Step 5:The noisiness being arranged according to step 4 is carried out plus is made an uproar to the summation of data point and the quantity of point of each cluster,
Barycenter is updated, in the first iteration, the summation matrix of 3 attributes at 3 cluster midpoints is
And the quantity of the respective point of 3 clusters is
Num=[23,101 3,600 7411]
The noisiness of first time iteration addition is Lap (8/ ε) known to step 4, therefore newer new barycenter is for the first timeAs a result it is
[[0.6381381 0.53917325 0.41654519][0.24548196 0.1825142 0.10771185]
[0.39675444 0.31281772 0.20345833]]
Iteration concrete outcome is no longer described in detail below, and experiment finally reaches convergence after the 40th iteration, finally obtains plus poor
Point privacy cluster result center point set is
[[0.5893953 0.4049542 0.27335089][0.59260889 0.40021986 0.27148743]
[0.70471501 0.790935 0.75081869]]
Step 6:Assess clustering performance.Since reference class is provided via selected data set, we use F-measure
To assess clustering performance.The range of F-measure values is [0,1], and value means that more greatly algorithm has preferably cluster availability.
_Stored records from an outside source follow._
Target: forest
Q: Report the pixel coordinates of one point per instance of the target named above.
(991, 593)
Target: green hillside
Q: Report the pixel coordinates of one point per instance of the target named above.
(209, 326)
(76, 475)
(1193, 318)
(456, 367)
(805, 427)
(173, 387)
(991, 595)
It is that both are poor by difference privacy clustering algorithm proposed by the present invention and DPk-means and DPk-means++ herein
Point privacy clustering algorithm is compared, corresponding each ε values, and data set calls three difference privacy clustering algorithms 50 times respectively, takes
The average value of corresponding F-measure results, as shown in Fig. 1 (wherein red lines are arithmetic result provided by the invention).
As seen from the figure, at the horizontal ε of identical privacy, difference privacy clustering algorithm proposed by the present invention and other two kinds calculations
Method is compared, and the result of F-measure, which has been worth to, largely to be improved, this illustrates the present invention under identical secret protection rank
The cluster availability higher of acquisition, and privacy budget is bigger, and cluster availability is higher, but privacy level reduces.
In conclusion the present invention proposes a kind of k-means clustering methods towards difference privacy, the program is with k-
Then the result of means++ algorithms passes through alternately a series of non local " jumps " k- traditional with execution as input value
Means algorithms improve the selection of initial center point, and utilize difference secret protection Laplace mechanism, in k means clustering algorithms
Iterative process in increase and meet the random noise appropriate of specific distribution so that cluster result is distorted to a certain extent, is reached
To the purpose of secret protection, while it ensure that the availability of data.
The above is only some embodiments of the present invention, it is noted that for the ordinary skill people of the art
For member, various improvements and modifications may be made without departing from the principle of the present invention, these improvements and modifications are also answered
It is considered as protection scope of the present invention.